November 9-12, 2017, the 49th Annual ASEEES Convention was held in the Chicago Marriott Downtown Magnificent Mile Hotel on Michigan Avenue. The convention theme “Transgressions” was inspired by the 100th anniversary of the Bolshevik Revolution.

As usual, one had to weigh the merits of the panels and roundtables in each session, considering both the known and unknown participants, the provocative titles that may or may not live up to their titles, and the wide array of fascinating topics before making one’s selection of which panels and/or individual papers to attend.

Two medieval Slavic-themed panels were scheduled during the opening session on Thursday afternoon (1pm-2:45pm) as was the first Slavic librarian panel:

Session 1-36: Transgressions in Translation Panel 1: Transgressive Translations in the Slavic Middle Ages – “Navy Pier” Room, 10th floor
Chair: David J. Birnbaum, U of Pittsburgh
Papers: Robert Romanchuk, Florida State U, “The Slavic Digenis Akritis: Translation out of Greek vs. Translation into Slavic”;
Moshe Taube, Hebrew U of Jerusalem (Israel), “Subversive Translations from Hebrew in the Grand Duchy of Lithuania and in Muscovy”;
Discussant: Julia Verkholantsev, U of Pennsylvania.

Session 1-41: Agents of Change: Re-Thinking and Re-Crafting Textiles and Texts in Early Slavic Contexts – “Printers Row,” 2nd floor
Chair: Jennifer B. Spock, Eastern Kentucky U
Papers: Heidi M. Sherman, U of Wisconsin-Green Bay, “How Medieval Novgorod’s Heckles Colonized Soviet Archaeological Textiles”;
Anna Arays, Yale U, “Typographical Transgressions: The Transformation of Cyrillic Type from West to East”;
M.A. Johnson, Ohio State U, “Old Wine into New Bottles: Preserving the Content of Legal Documents in Hilandar Monastery for Over Eight Centuries”;
Discussant: Michael A. Pesenson, U of Texas at Austin.

1-21 Transgressions against the Ethnic Printing Press – “Huron,” 10th floor
Chair: George Andrew Spencer, U of Wisconsin–Madison
Papers: Angela Cannon, US Library of Congress, “Russian-American Publications in the Library of Congress”;
Joseph Lenkart, U of Illinois at Urbana-Champaign, “The Consolidation of Publishing in the Early Soviet Period and the Emergence of National Bibliographies in Ethnic Republics”;
Wookjin Cheun, Indiana U Bloomington, “Korean Press in Russia and Central Asia”;
Discussant: Zina Somova, East View Information Services.

The second session (3pm-4:45pm) offered intriguing roundtables such as:

2-13 Transgressing Identity: Choosing (Not) to Be Carpatho-Rusyn – (Roundtable) – Sponsored by: Carpatho-Rusyn Research Center
Chair: Nicholas Kyle Kupensky, Yale U
Participants: Kristina Marie Cantin, U of Tennessee; Agnieszka Halemba, U of Warsaw (Poland); Sarah Latanyshyn, UC Santa; and Barbara Janet MacGaffey, Bucknell U;

2-37 The Post-Yugoslav Generation and the Making of a Yugoslav Art History – (Roundtable)
Chair: Ivana Bago, Duke U
Participants: Branislav Jakovljevic, Stanford U; Jasmina Tumbas, SUNY Buffalo; Jelena Vesic, Independent Scholar; and Bojana Videkanic, U of Waterloo (Canada);

and the very well attended:

2-41 Where Have We Been?

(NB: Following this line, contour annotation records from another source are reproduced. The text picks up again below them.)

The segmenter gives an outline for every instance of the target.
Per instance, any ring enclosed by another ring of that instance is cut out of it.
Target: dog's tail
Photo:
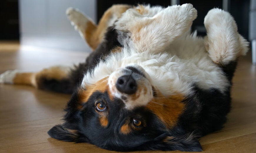
[[[122,13],[131,7],[127,5],[113,5],[105,12],[98,25],[78,9],[69,8],[66,14],[71,24],[93,50],[101,42],[107,28],[112,25]]]

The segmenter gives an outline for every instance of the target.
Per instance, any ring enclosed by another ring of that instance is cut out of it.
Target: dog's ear
[[[197,139],[192,134],[177,137],[162,136],[150,147],[154,150],[179,150],[185,152],[202,151]],[[160,139],[159,139],[160,138]]]
[[[77,131],[64,127],[63,125],[56,125],[48,131],[51,137],[58,140],[78,142],[79,135]]]

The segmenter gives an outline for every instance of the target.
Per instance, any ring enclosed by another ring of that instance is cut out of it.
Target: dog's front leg
[[[197,16],[193,6],[169,6],[152,17],[128,10],[115,23],[116,28],[130,34],[127,45],[139,52],[159,52],[187,31]]]

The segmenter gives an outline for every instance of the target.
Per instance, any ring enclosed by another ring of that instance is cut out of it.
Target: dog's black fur
[[[74,91],[65,109],[65,123],[53,127],[48,131],[49,135],[59,140],[88,142],[101,148],[118,151],[202,151],[197,138],[220,130],[226,121],[226,116],[230,109],[230,87],[222,93],[217,89],[205,90],[194,85],[195,94],[183,102],[185,110],[177,125],[171,129],[167,129],[152,112],[143,107],[132,111],[124,110],[120,100],[112,101],[106,92],[94,93],[88,101],[83,103],[82,109],[78,108],[81,102],[77,85],[81,84],[84,74],[93,69],[100,60],[104,59],[112,49],[122,47],[118,40],[118,35],[114,27],[109,28],[104,40],[87,58],[85,63],[80,64],[73,70],[69,79],[44,81],[42,86],[45,89],[67,93]],[[236,63],[234,61],[222,67],[230,82]],[[109,108],[107,128],[101,126],[97,120],[99,115],[95,111],[94,102],[99,97],[104,100],[104,104]],[[117,114],[120,115],[117,116]],[[133,116],[134,114],[137,115]],[[140,118],[144,121],[142,124],[147,123],[147,126],[140,127],[139,130],[128,135],[120,133],[118,130],[120,126],[127,118],[133,116]]]

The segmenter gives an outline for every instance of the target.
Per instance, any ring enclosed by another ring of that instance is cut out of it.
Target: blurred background
[[[67,8],[79,8],[97,23],[104,11],[114,4],[167,6],[186,3],[192,4],[197,10],[198,16],[192,29],[199,35],[206,35],[204,18],[209,10],[217,7],[230,12],[239,33],[248,40],[252,39],[249,38],[250,0],[1,0],[0,40],[19,41],[27,46],[89,52],[90,50],[66,16]]]

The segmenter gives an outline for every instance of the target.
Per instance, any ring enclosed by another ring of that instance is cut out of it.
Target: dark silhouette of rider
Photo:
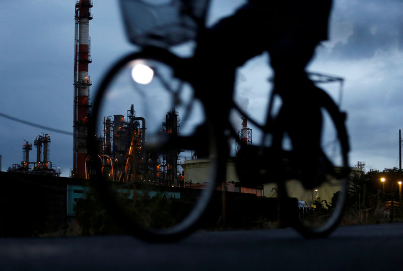
[[[282,121],[287,124],[299,166],[306,169],[302,178],[311,180],[307,184],[311,188],[319,184],[315,179],[321,179],[323,173],[319,172],[323,162],[320,147],[322,119],[313,91],[316,87],[305,68],[318,44],[327,39],[331,5],[331,0],[249,0],[209,29],[198,46],[200,52],[208,52],[208,59],[218,62],[217,70],[212,68],[209,80],[213,81],[216,90],[207,93],[228,91],[224,96],[232,95],[233,88],[225,85],[229,80],[220,79],[233,78],[236,67],[268,52],[275,73],[274,91],[283,101]],[[220,69],[220,63],[234,69]],[[209,87],[207,83],[205,87]],[[220,102],[217,101],[214,110],[225,106]]]

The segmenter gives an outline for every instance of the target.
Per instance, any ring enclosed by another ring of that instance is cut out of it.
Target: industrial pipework
[[[90,39],[89,22],[92,19],[90,9],[92,1],[80,0],[76,3],[74,53],[74,111],[73,131],[73,169],[74,178],[85,178],[85,161],[88,156],[87,136],[89,107],[88,75]]]

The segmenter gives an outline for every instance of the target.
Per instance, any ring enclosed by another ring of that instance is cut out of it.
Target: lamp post
[[[385,201],[385,178],[381,178],[381,182],[382,182],[382,201]]]

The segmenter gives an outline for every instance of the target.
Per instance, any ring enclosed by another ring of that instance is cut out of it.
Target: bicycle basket
[[[194,40],[209,0],[120,0],[126,33],[140,46],[167,47]]]

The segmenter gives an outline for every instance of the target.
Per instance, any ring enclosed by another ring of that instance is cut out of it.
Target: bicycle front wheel
[[[158,48],[123,58],[102,81],[89,125],[99,200],[119,231],[148,241],[199,228],[218,178],[219,152],[203,103],[177,74],[182,62]]]
[[[283,153],[289,154],[284,155],[279,167],[283,172],[278,176],[284,177],[279,180],[281,197],[298,200],[298,212],[293,214],[292,225],[309,238],[327,236],[339,225],[343,215],[349,173],[346,114],[340,112],[325,92],[319,88],[316,90],[322,118],[319,157],[308,153],[295,155],[295,138],[281,129],[274,133],[274,141],[281,144]],[[282,116],[279,116],[278,119],[281,119]],[[301,162],[301,158],[310,157],[315,157],[314,160]],[[280,207],[281,211],[287,211]],[[281,213],[283,218],[290,214]],[[290,220],[289,218],[286,220]]]

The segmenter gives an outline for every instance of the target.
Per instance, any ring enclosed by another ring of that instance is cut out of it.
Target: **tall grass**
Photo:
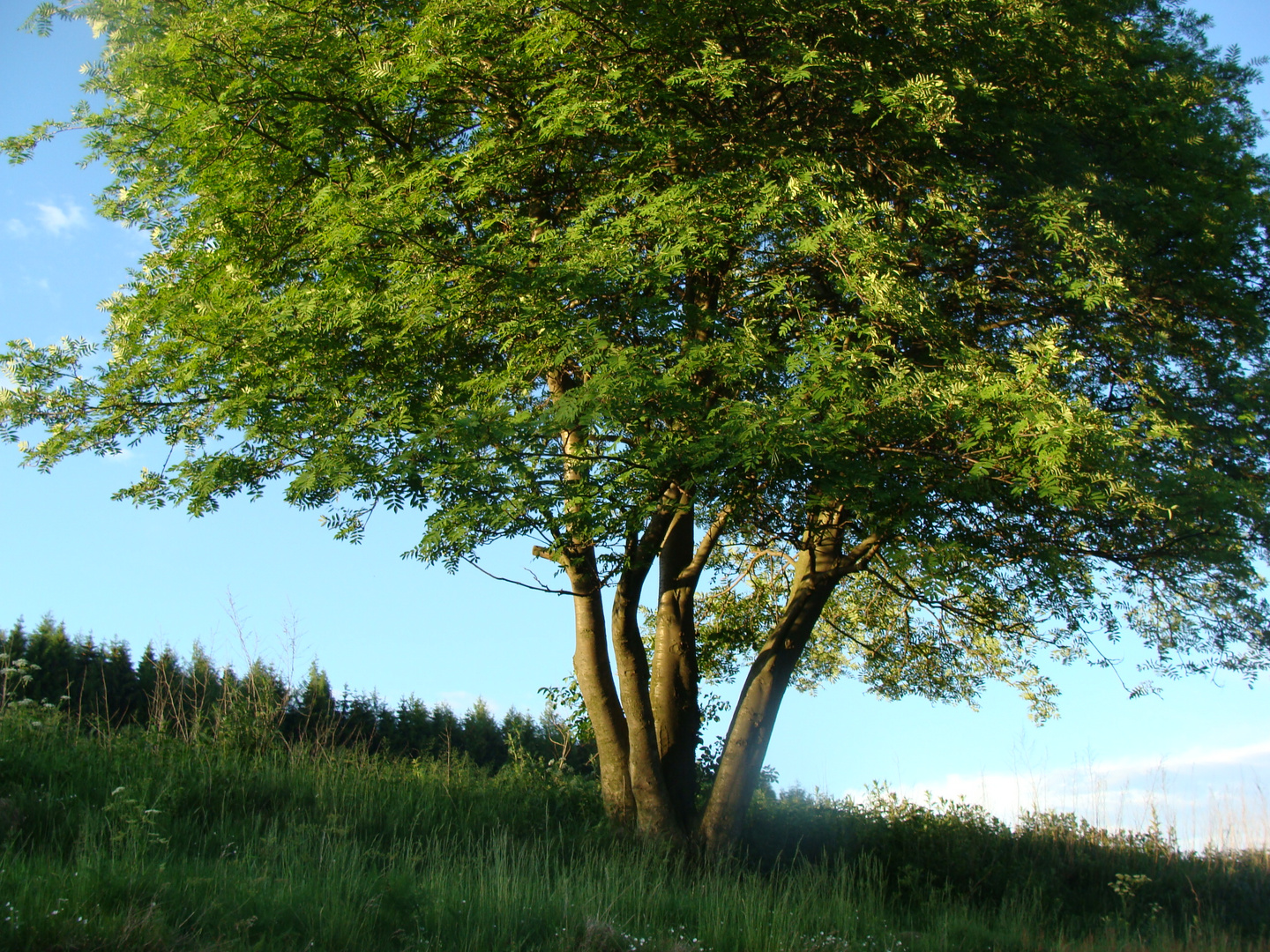
[[[491,776],[312,744],[85,735],[10,710],[0,948],[1267,947],[1264,856],[1186,857],[1064,823],[768,797],[745,850],[714,861],[616,835],[591,781],[532,758]]]

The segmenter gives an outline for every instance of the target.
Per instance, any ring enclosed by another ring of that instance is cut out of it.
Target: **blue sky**
[[[95,55],[81,24],[47,39],[18,32],[33,5],[0,0],[0,135],[65,116],[81,98],[79,66]],[[1215,42],[1240,44],[1245,58],[1270,56],[1265,0],[1198,9],[1213,14]],[[1256,96],[1270,109],[1266,86]],[[98,302],[147,248],[93,215],[107,175],[80,169],[80,155],[69,137],[27,165],[0,166],[0,340],[97,336]],[[137,651],[154,641],[188,655],[198,640],[218,661],[241,665],[260,652],[297,677],[316,656],[335,684],[460,708],[483,696],[495,710],[537,711],[537,688],[569,670],[569,604],[474,570],[448,575],[401,560],[419,531],[415,514],[376,515],[366,541],[351,546],[278,493],[231,500],[203,519],[110,501],[144,452],[72,459],[48,476],[18,459],[0,446],[0,626],[52,612],[72,631],[118,636]],[[484,555],[499,575],[523,575],[530,562],[527,542]],[[1130,683],[1133,661],[1128,651]],[[1199,839],[1224,817],[1265,842],[1270,684],[1195,679],[1129,701],[1111,671],[1054,675],[1062,716],[1043,727],[1003,689],[979,711],[880,701],[853,682],[791,694],[768,762],[782,786],[833,795],[879,781],[986,800],[1005,815],[1035,802],[1126,824],[1154,802]]]

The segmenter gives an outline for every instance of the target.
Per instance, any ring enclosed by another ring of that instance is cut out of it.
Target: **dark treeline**
[[[389,707],[373,692],[337,697],[314,663],[291,687],[263,661],[243,674],[217,668],[197,645],[188,661],[173,649],[146,646],[133,664],[127,644],[69,636],[46,616],[27,628],[0,628],[0,706],[47,704],[88,730],[140,726],[188,740],[262,746],[318,741],[399,757],[467,758],[498,769],[528,757],[588,773],[593,750],[551,704],[540,717],[514,708],[497,720],[483,701],[456,715],[415,697]]]

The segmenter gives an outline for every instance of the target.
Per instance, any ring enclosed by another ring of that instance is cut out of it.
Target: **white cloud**
[[[39,212],[39,223],[51,235],[61,235],[64,231],[88,226],[84,209],[74,202],[67,202],[65,208],[56,204],[37,203],[36,211]]]
[[[950,773],[893,787],[913,801],[927,796],[984,806],[1007,823],[1030,811],[1076,814],[1105,829],[1158,824],[1181,847],[1270,845],[1270,740],[1166,757],[1090,759],[1066,768],[1021,764],[1015,773]],[[865,800],[865,791],[848,791]]]

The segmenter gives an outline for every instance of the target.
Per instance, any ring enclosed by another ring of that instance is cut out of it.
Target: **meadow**
[[[1264,853],[1069,817],[762,795],[735,856],[608,828],[528,755],[189,743],[0,717],[5,949],[1266,948]]]
[[[768,787],[705,857],[612,829],[550,706],[138,674],[43,627],[0,632],[0,949],[1270,949],[1264,850]],[[33,696],[57,664],[67,693]]]

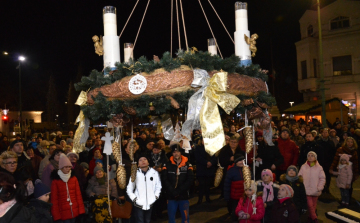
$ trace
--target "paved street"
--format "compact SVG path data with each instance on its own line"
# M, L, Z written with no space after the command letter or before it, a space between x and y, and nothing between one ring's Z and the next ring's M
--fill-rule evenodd
M331 180L331 186L330 186L330 192L335 197L335 199L340 199L340 190L336 187L335 178L333 177ZM354 184L354 192L353 197L356 200L360 200L360 180L357 180ZM208 204L204 202L201 205L197 205L197 197L193 197L190 199L190 222L192 223L220 223L220 222L231 222L230 218L227 214L227 208L226 208L226 202L221 199L219 200L219 194L217 191L212 190L213 193L217 193L216 195L212 195L210 198L212 199L212 203ZM328 196L324 195L322 198L325 200ZM331 202L318 202L317 206L317 213L319 217L319 222L326 222L331 223L333 221L327 219L325 217L325 212L328 211L334 211L337 209L337 206L339 203L334 200ZM167 213L165 213L167 214ZM167 216L166 216L167 217ZM161 221L161 223L166 223L167 220L165 220L165 216L163 218L164 220ZM159 222L159 221L157 221ZM180 214L177 216L176 219L177 223L181 223L181 217Z

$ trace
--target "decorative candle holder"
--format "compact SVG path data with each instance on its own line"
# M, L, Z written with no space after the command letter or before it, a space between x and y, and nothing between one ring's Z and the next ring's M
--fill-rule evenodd
M214 38L208 39L208 52L214 56L217 55L216 42Z
M240 66L248 66L251 64L251 53L249 45L245 41L245 35L250 37L246 2L235 3L235 27L235 55L240 57Z
M103 8L104 21L104 67L115 70L115 63L120 62L120 41L117 35L116 8L105 6ZM107 75L105 73L105 75Z
M129 63L130 58L134 59L134 44L124 43L124 62Z

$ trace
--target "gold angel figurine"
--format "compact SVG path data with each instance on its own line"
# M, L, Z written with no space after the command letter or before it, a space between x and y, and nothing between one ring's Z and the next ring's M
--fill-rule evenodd
M104 48L102 46L102 36L100 36L100 39L97 35L92 37L95 47L95 53L99 56L102 56L104 54Z
M252 52L251 56L254 57L255 56L255 53L257 51L257 48L256 48L256 39L259 38L258 34L254 33L251 35L251 37L247 37L245 34L244 34L244 37L245 37L245 42L247 44L249 44L249 48Z

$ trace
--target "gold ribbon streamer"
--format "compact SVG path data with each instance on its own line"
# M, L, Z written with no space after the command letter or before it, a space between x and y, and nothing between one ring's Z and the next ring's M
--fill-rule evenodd
M87 101L87 92L81 91L78 99L76 100L75 104L79 106L86 105ZM79 123L78 128L76 129L75 136L74 136L74 147L73 152L80 153L85 149L85 143L87 138L89 137L89 119L85 118L85 115L82 110L78 117L75 120L75 123Z
M227 114L240 103L235 95L226 93L227 72L218 72L209 80L204 90L205 101L200 110L200 125L204 139L205 150L214 155L225 146L225 135L217 105Z

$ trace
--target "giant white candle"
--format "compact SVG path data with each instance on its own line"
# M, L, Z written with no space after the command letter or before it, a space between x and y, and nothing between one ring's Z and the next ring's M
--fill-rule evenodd
M134 59L134 45L132 43L124 43L124 62L128 63Z

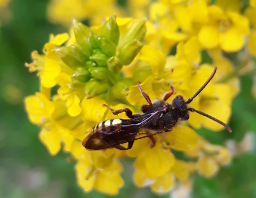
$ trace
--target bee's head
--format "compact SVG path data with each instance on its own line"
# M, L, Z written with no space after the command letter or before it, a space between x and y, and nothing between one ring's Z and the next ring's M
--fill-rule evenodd
M183 97L180 95L175 97L172 102L178 109L179 117L183 120L187 120L189 118L188 109Z

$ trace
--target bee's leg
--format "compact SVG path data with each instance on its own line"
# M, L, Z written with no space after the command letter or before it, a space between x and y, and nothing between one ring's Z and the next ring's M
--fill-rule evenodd
M140 92L141 93L141 94L144 97L144 98L146 99L146 100L148 103L148 104L145 104L144 105L143 105L141 107L141 111L143 113L145 113L147 111L147 110L148 110L149 109L150 109L151 107L152 107L152 102L151 102L151 99L150 99L150 98L148 96L148 95L147 94L146 94L144 92L144 91L143 91L142 87L141 87L141 86L140 86L140 82L139 81L137 81L137 84L138 85L138 86L139 87L140 91Z
M125 114L126 115L127 117L128 117L129 118L132 119L132 118L134 118L136 117L136 116L132 115L132 110L131 109L128 109L128 108L125 108L124 109L120 109L114 110L114 109L111 109L111 108L110 108L109 107L108 107L108 105L107 105L106 104L103 104L103 106L104 107L107 107L109 110L110 110L112 112L112 113L114 115L117 115L119 114L119 113L122 113L123 112L125 112Z
M156 145L156 140L153 135L148 135L148 138L152 143L151 145L150 145L150 148L152 148L155 146L155 145Z
M115 146L115 148L119 150L121 150L122 151L125 151L126 150L128 150L130 149L132 146L132 145L133 144L133 142L134 141L131 141L130 142L128 142L128 147L126 148L123 146L119 145Z
M166 100L167 100L170 97L171 97L171 96L174 93L174 88L173 88L173 87L172 86L171 86L170 87L170 88L171 88L171 91L170 91L169 92L168 92L164 96L164 100L165 101L166 101Z

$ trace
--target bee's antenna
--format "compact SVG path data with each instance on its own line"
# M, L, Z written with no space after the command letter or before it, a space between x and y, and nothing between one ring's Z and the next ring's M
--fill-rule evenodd
M202 90L204 89L204 88L206 86L206 85L209 83L209 82L211 81L211 80L212 79L213 77L214 76L215 73L216 73L216 70L217 70L217 67L215 66L214 67L214 69L212 73L210 76L210 77L208 78L207 80L204 83L202 86L200 88L200 89L198 90L198 91L195 92L195 93L194 94L194 95L191 97L191 98L189 98L187 100L186 102L186 104L190 103L193 99L194 99L199 93L202 91Z
M224 127L225 127L225 128L226 128L227 130L228 130L229 131L230 133L232 132L232 130L231 130L231 129L230 128L230 127L229 127L226 124L225 124L223 122L222 122L220 120L218 120L217 118L215 118L215 117L213 117L212 116L211 116L211 115L208 115L208 114L207 114L206 113L204 113L203 112L202 112L201 111L198 111L198 110L196 110L195 109L193 109L193 108L189 108L188 110L189 111L191 111L191 112L195 112L197 113L199 113L199 114L201 114L202 115L203 115L204 116L205 116L206 117L210 118L211 120L212 120L213 121L214 121L216 122L218 122L218 123L222 125L222 126L223 126Z

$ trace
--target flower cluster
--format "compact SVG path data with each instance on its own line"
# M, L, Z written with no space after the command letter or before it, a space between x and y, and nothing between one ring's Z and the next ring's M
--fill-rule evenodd
M251 10L255 9L253 1L244 15L239 5L230 7L223 1L226 1L211 5L206 0L162 0L150 5L148 21L114 15L102 26L90 28L73 19L69 34L51 35L42 55L32 52L33 62L26 66L37 72L41 87L40 92L25 99L29 117L40 127L40 138L51 154L62 148L77 160L77 182L85 192L95 189L117 194L124 185L121 157L135 159L135 184L149 186L156 193L169 191L175 185L191 187L194 172L211 177L220 166L230 162L234 156L227 148L210 143L192 128L218 131L223 126L195 113L165 135L155 135L153 147L144 138L135 141L127 151L89 151L81 141L103 120L127 119L124 113L113 115L103 104L114 109L129 108L133 113L142 113L140 107L146 101L138 81L152 100L163 98L172 86L174 94L168 100L171 103L177 95L185 99L193 96L214 65L216 75L189 105L228 122L239 83L236 70L222 52L248 47L255 56L254 30L250 30L249 22L253 26L256 18L251 16L255 13ZM92 2L77 3L94 8ZM100 10L92 18L108 14ZM202 60L202 53L210 60ZM57 88L55 93L53 88ZM184 153L187 160L179 159L173 150Z

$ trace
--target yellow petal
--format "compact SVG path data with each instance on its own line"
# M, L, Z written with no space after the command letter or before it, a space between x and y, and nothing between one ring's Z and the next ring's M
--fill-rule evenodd
M249 52L256 57L256 29L252 30L250 33L247 47Z
M50 128L43 128L39 133L39 138L52 155L55 155L61 150L61 136L55 125Z
M106 103L105 101L96 97L90 99L84 98L81 104L83 120L94 122L95 124L102 121L107 110L103 104Z
M241 34L247 35L250 31L249 21L245 16L238 13L228 12L227 15L230 17L237 31Z
M230 95L232 94L230 87L221 84L215 85L213 87L212 95L219 99L201 103L200 110L227 123L231 114ZM222 125L206 117L202 116L201 120L203 126L211 130L220 130L223 128Z
M61 45L63 44L69 39L69 36L68 33L63 33L56 35L51 42L56 45Z
M109 174L104 171L100 172L94 183L96 190L111 195L118 194L119 189L124 186L124 182L119 174L113 172Z
M86 159L91 161L91 155L89 151L82 146L81 141L74 141L72 143L70 152L77 159Z
M132 148L126 151L128 156L130 157L135 157L140 153L144 151L145 149L146 149L146 147L148 147L148 141L149 140L147 138L144 138L135 141Z
M90 192L93 188L96 177L96 172L94 171L92 175L87 178L92 167L90 164L85 160L79 160L75 166L75 170L77 176L77 180L79 186L86 192Z
M156 178L156 176L152 175L146 169L135 169L133 174L135 184L140 188L154 183Z
M174 127L171 131L166 133L165 138L171 148L184 151L193 150L198 138L194 130L182 125Z
M182 30L185 31L191 31L191 16L188 14L188 9L185 6L178 6L175 7L174 14L176 20L180 25Z
M76 116L81 113L80 99L76 94L74 94L73 97L69 97L66 104L68 107L69 114L71 116Z
M186 162L176 160L174 166L172 167L171 171L174 174L176 177L183 181L186 180L189 175L188 171L186 168Z
M170 169L175 161L170 150L163 149L157 142L153 148L148 148L148 152L141 154L144 155L147 169L153 175L162 175Z
M232 157L230 152L226 148L222 147L215 156L215 159L220 164L227 165L230 163Z
M201 62L201 46L196 36L192 36L185 43L183 50L189 64L193 65Z
M208 7L210 18L213 21L221 21L225 19L223 10L219 7L213 5Z
M57 60L52 59L45 60L45 70L42 81L46 87L52 87L56 84L55 78L61 73L61 65Z
M150 5L149 16L150 18L155 21L165 16L167 8L161 2L154 2Z
M200 43L207 48L213 48L219 45L219 33L217 27L214 25L202 27L198 37Z
M252 7L256 7L256 0L250 0L250 5Z
M165 65L165 56L156 48L150 45L144 45L140 52L139 59L150 65L154 76L158 77Z
M92 162L93 164L99 169L104 169L112 163L113 155L105 157L101 151L94 151L91 152Z
M53 104L40 93L26 97L25 105L31 122L37 124L50 119L55 109Z
M234 27L230 27L226 32L219 33L219 42L224 50L236 52L243 47L243 35Z
M217 173L219 166L211 158L203 156L198 162L197 169L200 174L206 177L210 177Z
M207 5L206 1L194 0L188 5L188 9L193 22L202 23L208 21ZM200 12L198 12L199 10Z
M150 186L150 189L153 192L158 193L167 193L170 191L174 184L172 173L168 172L163 175L158 177L156 182Z

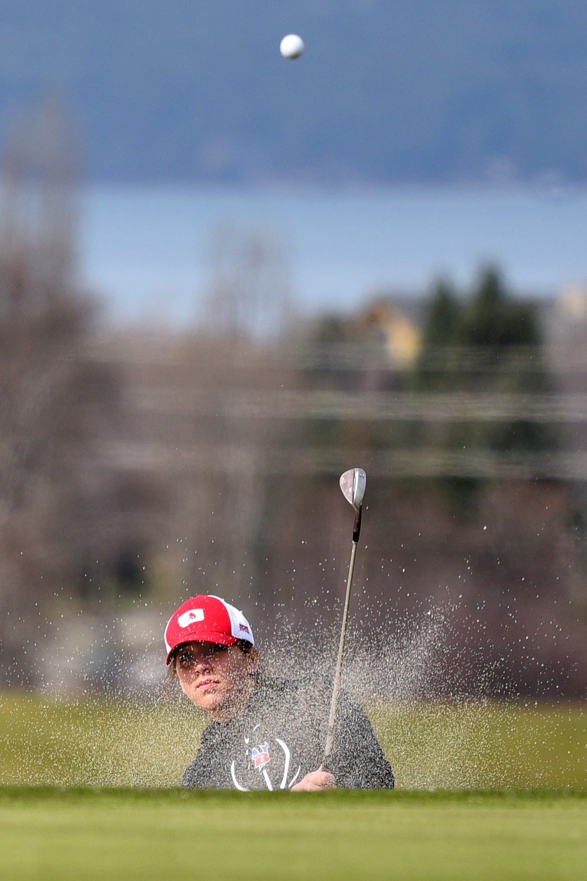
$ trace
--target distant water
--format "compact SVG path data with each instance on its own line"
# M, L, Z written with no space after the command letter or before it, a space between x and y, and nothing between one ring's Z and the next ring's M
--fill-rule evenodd
M587 279L587 192L195 189L86 189L80 270L111 317L197 319L213 232L231 224L282 243L305 312L356 307L374 291L421 292L439 275L471 282L499 263L523 292Z

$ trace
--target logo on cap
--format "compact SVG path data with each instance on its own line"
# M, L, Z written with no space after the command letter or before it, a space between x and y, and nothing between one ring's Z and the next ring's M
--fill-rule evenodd
M189 611L185 611L183 615L180 615L177 619L177 623L180 627L188 627L189 625L194 624L194 621L203 621L203 609L190 609Z

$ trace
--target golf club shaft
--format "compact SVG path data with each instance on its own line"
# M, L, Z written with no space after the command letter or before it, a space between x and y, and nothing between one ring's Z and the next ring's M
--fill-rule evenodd
M357 517L359 521L359 529L361 526L360 521L360 512ZM356 538L355 537L356 536ZM338 705L338 695L341 690L341 674L342 671L342 655L344 655L344 640L347 636L347 624L349 622L349 605L350 603L350 591L353 586L353 575L355 574L355 557L356 555L356 544L359 539L358 531L356 528L353 531L353 544L350 552L350 564L349 566L349 580L347 581L347 596L344 600L344 611L342 613L342 629L341 631L341 642L338 647L338 658L336 660L336 671L334 673L334 685L333 688L333 696L330 702L330 716L328 718L328 730L327 733L327 745L325 750L325 756L329 756L333 743L334 741L334 723L336 722L336 707Z

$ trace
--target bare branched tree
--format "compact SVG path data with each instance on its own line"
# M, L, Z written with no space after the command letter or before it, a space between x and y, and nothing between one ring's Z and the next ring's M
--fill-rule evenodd
M0 613L3 668L42 635L63 577L57 534L88 436L91 316L75 278L75 137L55 101L15 122L0 210ZM66 519L66 518L65 518Z

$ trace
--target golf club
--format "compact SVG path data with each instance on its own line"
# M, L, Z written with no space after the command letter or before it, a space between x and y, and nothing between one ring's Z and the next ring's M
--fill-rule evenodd
M336 671L334 673L334 685L333 687L333 696L330 702L330 716L328 718L328 730L327 733L327 745L325 757L330 755L334 740L334 722L336 720L336 707L338 705L338 695L341 690L341 673L342 670L342 655L344 654L344 640L347 636L347 623L349 621L349 605L350 603L350 591L353 586L353 574L355 574L355 558L356 556L356 545L361 533L361 514L363 511L363 499L365 494L367 485L367 475L362 468L351 468L341 475L341 489L342 494L353 506L355 511L355 525L353 527L353 544L350 551L350 563L349 564L349 579L347 581L347 596L344 601L344 611L342 612L342 629L341 631L341 641L338 648L338 658L336 659Z

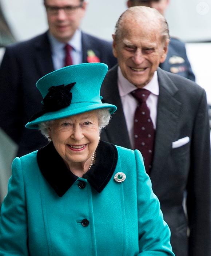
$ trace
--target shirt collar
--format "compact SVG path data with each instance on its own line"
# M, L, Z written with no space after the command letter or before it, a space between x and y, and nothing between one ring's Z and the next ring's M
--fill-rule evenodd
M65 44L58 41L48 31L48 36L51 46L51 49L53 54L56 55L58 51L64 50ZM80 52L81 51L81 31L77 29L68 43L71 45L76 51Z
M68 169L52 143L40 149L37 158L41 173L59 197L63 196L78 179ZM115 146L100 141L96 150L95 163L82 177L100 193L111 178L118 158Z
M118 67L118 86L120 97L129 94L133 91L137 89L137 87L127 79L122 74L119 67ZM159 86L158 80L158 74L156 71L154 73L152 78L150 82L143 87L150 91L155 95L159 95Z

Where Are We Going? New and Future Views on Early Modern Russia – (Roundtable)
Chair: Robert Owen Crummey, UC Davis
Participants: Valerie Ann Kivelson, U of Michigan; Rachel Dawn Koroloff, U of Göttingen (Germany); Mikhail Markovich Krom, European U at St. Petersburg (Russia); and Daniel B. Rowland, U of Kentucky.

Session 3 (5pm-6:45pm) offered the second panel organized by Slavic and East European Studies librarians.

3-21 : Collecting the Grey Literature from Eastern Europe: Opportunities and Challenges – (Roundtable)
Chair: Liladhar R. Pendse, UC Berkeley
Participants: Robert Harding Davis, Columbia U / Cornell U; Thomas Francis Keenan, Princeton U; Bea Klotz, Central and East European Online Library; and Gudrun Tatjana Wirtz, Bavarian State Library (Germany).